Chubb, Hunt, and No. 3 back D'Earnest Johnson have had some enormous holes through which to run, and they have taken advantage of that fact. The Browns rank second in the NFL with 18 explosive runs, per Tru Media, and fourth in the percentage of their rush attempts that gained 12 yards or more (10.5 percent).
Coming as he does from a long line of coaches who prioritize the play-action passing game, Stefanski has married these run concepts to corresponding passing plays. Mayfield has faked a hand-off on 34.1 percent of his dropbacks, per PFF, the sixth-highest rate among qualified quarterbacks.

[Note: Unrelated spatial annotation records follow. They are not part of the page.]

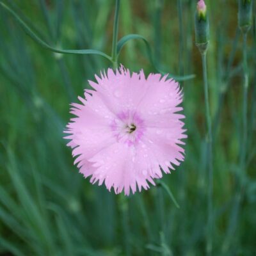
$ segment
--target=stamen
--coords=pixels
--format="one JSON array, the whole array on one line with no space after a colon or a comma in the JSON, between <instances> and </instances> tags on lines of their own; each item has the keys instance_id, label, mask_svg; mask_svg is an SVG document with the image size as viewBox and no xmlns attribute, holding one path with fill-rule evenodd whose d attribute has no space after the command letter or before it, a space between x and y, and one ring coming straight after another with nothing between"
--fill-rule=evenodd
<instances>
[{"instance_id":1,"label":"stamen","mask_svg":"<svg viewBox=\"0 0 256 256\"><path fill-rule=\"evenodd\" d=\"M131 124L130 125L127 125L127 128L129 129L127 132L128 133L132 133L136 129L136 127L134 124Z\"/></svg>"}]
</instances>

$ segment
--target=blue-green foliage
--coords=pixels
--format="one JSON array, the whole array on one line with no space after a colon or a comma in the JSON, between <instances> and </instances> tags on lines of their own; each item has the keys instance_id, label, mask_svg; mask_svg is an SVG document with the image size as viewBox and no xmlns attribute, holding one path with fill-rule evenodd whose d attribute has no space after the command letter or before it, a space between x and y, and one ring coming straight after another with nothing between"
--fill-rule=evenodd
<instances>
[{"instance_id":1,"label":"blue-green foliage","mask_svg":"<svg viewBox=\"0 0 256 256\"><path fill-rule=\"evenodd\" d=\"M114 1L0 2L51 48L95 49L111 56ZM195 45L195 1L120 2L120 63L132 71L164 70L185 80L181 83L188 134L186 161L164 176L162 186L128 198L84 180L73 165L63 130L70 117L69 104L88 87L86 79L93 80L94 74L111 62L104 56L65 54L42 47L0 5L0 255L205 255L208 179L202 68ZM242 173L238 5L208 2L212 255L253 255L255 17L248 35L248 141ZM243 189L237 193L241 180Z\"/></svg>"}]
</instances>

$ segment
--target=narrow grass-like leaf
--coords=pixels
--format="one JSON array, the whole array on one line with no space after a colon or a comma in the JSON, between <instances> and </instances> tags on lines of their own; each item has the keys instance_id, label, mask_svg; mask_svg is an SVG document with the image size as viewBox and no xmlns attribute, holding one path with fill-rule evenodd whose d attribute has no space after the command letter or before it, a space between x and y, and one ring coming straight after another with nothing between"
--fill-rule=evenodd
<instances>
[{"instance_id":1,"label":"narrow grass-like leaf","mask_svg":"<svg viewBox=\"0 0 256 256\"><path fill-rule=\"evenodd\" d=\"M162 74L168 73L168 72L165 72L164 71L163 71L163 70L161 70L158 68L157 65L156 65L156 63L153 58L150 45L149 44L148 40L144 36L141 36L140 35L131 34L131 35L127 35L122 37L117 43L117 54L118 55L120 54L122 49L123 48L123 47L125 45L125 44L126 43L127 43L129 41L130 41L131 40L134 40L134 39L140 39L144 42L144 43L146 45L147 53L148 56L149 60L151 62L152 66L156 68L156 70ZM170 73L169 73L168 76L170 78L173 78L174 79L175 79L177 81L186 81L186 80L191 79L195 77L195 76L194 74L180 76L173 75Z\"/></svg>"},{"instance_id":2,"label":"narrow grass-like leaf","mask_svg":"<svg viewBox=\"0 0 256 256\"><path fill-rule=\"evenodd\" d=\"M19 247L19 245L14 245L13 243L1 237L0 244L2 247L4 248L8 252L12 252L15 256L25 256L25 254L20 251L20 247Z\"/></svg>"},{"instance_id":3,"label":"narrow grass-like leaf","mask_svg":"<svg viewBox=\"0 0 256 256\"><path fill-rule=\"evenodd\" d=\"M170 196L172 201L173 202L174 204L177 208L180 208L180 205L177 203L175 198L174 197L173 193L171 191L171 189L170 189L169 187L162 180L157 180L157 184L163 187L165 189L165 191L167 192L167 194Z\"/></svg>"}]
</instances>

Specifically, the Browns run bootleg action more than almost any team in the NFL. Only the Rams have thrown more bootleg passes this year, per Tru Media, while Mayfield has thrown more than twice as many passes after bootlegging to his left (15) as the next closest quarterback in the league (Carson Wentz at seven). On those plays, Mayfield is 12 of 15 for 158 yards and two touchdowns. His 150.2 passer rating on bootleg action is second-best in the NFL behind that of only Patrick Mahomes.
Having Mayfield fake the run and then boot out to one side of the field allows him cleaner reads than those he is typically afforded from the pocket. He only has to run high and low in one area of the field, rather than having to scan from side to side the decipher whether the defense is in man or zone. It's the type of simplified read that Mayfield excelled at during his rookie season when he set the first-year passer record for touchdown passes.

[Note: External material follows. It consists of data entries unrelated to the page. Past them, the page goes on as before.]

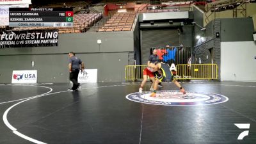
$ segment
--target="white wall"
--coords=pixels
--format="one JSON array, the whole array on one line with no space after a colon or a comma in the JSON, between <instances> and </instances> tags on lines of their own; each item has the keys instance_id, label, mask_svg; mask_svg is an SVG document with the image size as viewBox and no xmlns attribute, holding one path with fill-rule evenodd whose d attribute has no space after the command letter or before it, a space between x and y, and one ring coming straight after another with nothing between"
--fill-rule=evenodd
<instances>
[{"instance_id":1,"label":"white wall","mask_svg":"<svg viewBox=\"0 0 256 144\"><path fill-rule=\"evenodd\" d=\"M221 42L221 81L256 81L256 42Z\"/></svg>"}]
</instances>

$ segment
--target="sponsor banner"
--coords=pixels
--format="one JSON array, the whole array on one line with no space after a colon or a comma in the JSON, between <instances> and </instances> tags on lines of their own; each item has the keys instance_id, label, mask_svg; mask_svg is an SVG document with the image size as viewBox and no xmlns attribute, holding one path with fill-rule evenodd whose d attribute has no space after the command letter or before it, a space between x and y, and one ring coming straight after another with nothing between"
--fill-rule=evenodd
<instances>
[{"instance_id":1,"label":"sponsor banner","mask_svg":"<svg viewBox=\"0 0 256 144\"><path fill-rule=\"evenodd\" d=\"M1 0L0 0L1 1ZM28 8L28 4L1 5L0 8L0 26L9 26L9 8Z\"/></svg>"},{"instance_id":2,"label":"sponsor banner","mask_svg":"<svg viewBox=\"0 0 256 144\"><path fill-rule=\"evenodd\" d=\"M0 48L58 46L58 30L0 31Z\"/></svg>"},{"instance_id":3,"label":"sponsor banner","mask_svg":"<svg viewBox=\"0 0 256 144\"><path fill-rule=\"evenodd\" d=\"M13 70L12 83L36 83L37 70Z\"/></svg>"},{"instance_id":4,"label":"sponsor banner","mask_svg":"<svg viewBox=\"0 0 256 144\"><path fill-rule=\"evenodd\" d=\"M97 83L97 69L85 69L80 71L78 75L78 83Z\"/></svg>"},{"instance_id":5,"label":"sponsor banner","mask_svg":"<svg viewBox=\"0 0 256 144\"><path fill-rule=\"evenodd\" d=\"M31 4L31 0L0 0L0 5L15 4Z\"/></svg>"}]
</instances>

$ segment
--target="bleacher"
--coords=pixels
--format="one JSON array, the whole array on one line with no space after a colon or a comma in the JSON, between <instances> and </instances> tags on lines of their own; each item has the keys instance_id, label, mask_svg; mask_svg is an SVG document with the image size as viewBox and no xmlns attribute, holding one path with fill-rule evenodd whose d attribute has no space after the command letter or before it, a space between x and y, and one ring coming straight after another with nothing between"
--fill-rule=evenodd
<instances>
[{"instance_id":1,"label":"bleacher","mask_svg":"<svg viewBox=\"0 0 256 144\"><path fill-rule=\"evenodd\" d=\"M131 31L136 15L135 12L116 13L98 31Z\"/></svg>"},{"instance_id":2,"label":"bleacher","mask_svg":"<svg viewBox=\"0 0 256 144\"><path fill-rule=\"evenodd\" d=\"M74 15L73 27L19 27L13 30L52 29L58 29L59 33L73 33L86 31L102 17L102 13Z\"/></svg>"}]
</instances>

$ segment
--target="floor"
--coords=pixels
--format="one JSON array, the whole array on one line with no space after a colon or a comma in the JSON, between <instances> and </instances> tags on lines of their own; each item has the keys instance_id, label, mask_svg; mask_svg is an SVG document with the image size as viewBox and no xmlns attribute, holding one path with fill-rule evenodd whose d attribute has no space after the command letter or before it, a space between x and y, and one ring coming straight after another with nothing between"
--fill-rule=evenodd
<instances>
[{"instance_id":1,"label":"floor","mask_svg":"<svg viewBox=\"0 0 256 144\"><path fill-rule=\"evenodd\" d=\"M163 84L159 92L178 90L173 83ZM188 92L228 100L188 106L141 103L125 98L140 86L129 83L83 84L76 92L63 83L1 84L0 143L256 143L256 82L181 84ZM234 124L250 124L250 129ZM237 140L244 131L248 136Z\"/></svg>"}]
</instances>

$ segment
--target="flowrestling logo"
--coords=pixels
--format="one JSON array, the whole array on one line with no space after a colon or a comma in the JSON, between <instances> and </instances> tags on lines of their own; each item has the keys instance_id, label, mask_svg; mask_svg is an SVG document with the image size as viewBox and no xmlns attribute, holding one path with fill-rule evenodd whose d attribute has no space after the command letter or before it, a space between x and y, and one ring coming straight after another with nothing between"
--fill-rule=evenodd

Also helping in that regard is the Browns' increased usage of empty backfield sets. Spreading the field horizontally and forcing defenses to declare their coverage earlier allows him to pick his intended target quickly, and get the ball there cleanly before the rush has a chance to hit home and before a defender has a chance to close in on the receiver. He's 21 of 29 for 206 yards and three scores out of empty so far this year.

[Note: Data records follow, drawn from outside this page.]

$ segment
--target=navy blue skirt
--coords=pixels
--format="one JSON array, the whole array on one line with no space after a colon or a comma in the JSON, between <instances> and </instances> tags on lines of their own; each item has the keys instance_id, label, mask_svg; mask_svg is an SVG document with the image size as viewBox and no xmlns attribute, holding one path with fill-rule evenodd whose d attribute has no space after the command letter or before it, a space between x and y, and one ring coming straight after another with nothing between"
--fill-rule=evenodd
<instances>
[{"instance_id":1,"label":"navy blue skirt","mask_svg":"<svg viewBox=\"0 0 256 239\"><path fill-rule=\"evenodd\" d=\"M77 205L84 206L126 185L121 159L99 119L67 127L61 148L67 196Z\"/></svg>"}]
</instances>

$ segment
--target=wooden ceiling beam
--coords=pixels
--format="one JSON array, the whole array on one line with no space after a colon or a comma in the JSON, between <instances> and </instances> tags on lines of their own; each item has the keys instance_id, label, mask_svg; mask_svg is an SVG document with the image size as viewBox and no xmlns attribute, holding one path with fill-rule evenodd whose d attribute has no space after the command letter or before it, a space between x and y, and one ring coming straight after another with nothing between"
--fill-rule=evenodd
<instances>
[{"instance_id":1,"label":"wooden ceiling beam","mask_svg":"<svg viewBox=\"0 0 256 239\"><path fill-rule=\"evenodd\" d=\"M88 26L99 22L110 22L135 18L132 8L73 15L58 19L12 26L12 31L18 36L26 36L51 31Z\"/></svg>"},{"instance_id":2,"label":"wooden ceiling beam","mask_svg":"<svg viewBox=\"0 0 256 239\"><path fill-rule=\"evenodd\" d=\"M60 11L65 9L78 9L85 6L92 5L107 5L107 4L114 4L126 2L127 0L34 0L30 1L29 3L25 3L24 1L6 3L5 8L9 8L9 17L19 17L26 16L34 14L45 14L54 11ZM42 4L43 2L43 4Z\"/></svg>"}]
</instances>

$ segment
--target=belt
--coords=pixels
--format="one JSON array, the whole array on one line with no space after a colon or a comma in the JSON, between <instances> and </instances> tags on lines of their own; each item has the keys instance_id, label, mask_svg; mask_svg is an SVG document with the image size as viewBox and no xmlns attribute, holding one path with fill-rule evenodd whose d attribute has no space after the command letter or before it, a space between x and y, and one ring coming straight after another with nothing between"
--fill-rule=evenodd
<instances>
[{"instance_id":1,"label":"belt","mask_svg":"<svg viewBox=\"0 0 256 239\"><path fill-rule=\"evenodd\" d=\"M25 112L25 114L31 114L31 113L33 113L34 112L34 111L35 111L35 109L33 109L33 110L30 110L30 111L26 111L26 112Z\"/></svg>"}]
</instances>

The interesting thing here is that the Browns' passing game can and should get even better. Mayfield is actually attempting really difficult throws: according to NFL.com's Next Gen Stats, he's got the lowest expected completion percentage in the league so far this season at only 58.3 percent. He's completing those passes more often than expected and ranks above average in CPOE (completion percentage over expectation), but if the Browns schemed him easier throws more often than they already are, it's likely the passing game would get even more efficient.
The Browns have only recently started getting high-priced tight end Austin Hooper more involved in their aerial attack, targeting him 17 times in the past two games after throwing him just 10 passes across the first three weeks. His increased involvement over the middle of the field could open things up for Odell Beckham on the outside. Beckham has had some splash plays here and there but has yet to top 81 receiving yards in a game. Jarvis Landry, meanwhile, is clearly still feeling the after-effects of his offseason hip injury, and is averaging a career-low 5.6 targets per game. If Cleveland can manage to get any or all of those guys untracked, the passing game can leap from average to good, and take the offense to another level.
The Browns face a tough defense this coming weekend in the Pittsburgh Steelers, but despite that, according to Sharp Football Stats, they actually face the third-easiest schedule of opposing pass defenses through the rest of the year. With the run game working as well as it is, with the way Stefanski marries his passing game concepts to corresponding runs, and with the talent the Browns have in their pass-catching group, there's no reason to think they can't take the next step forward.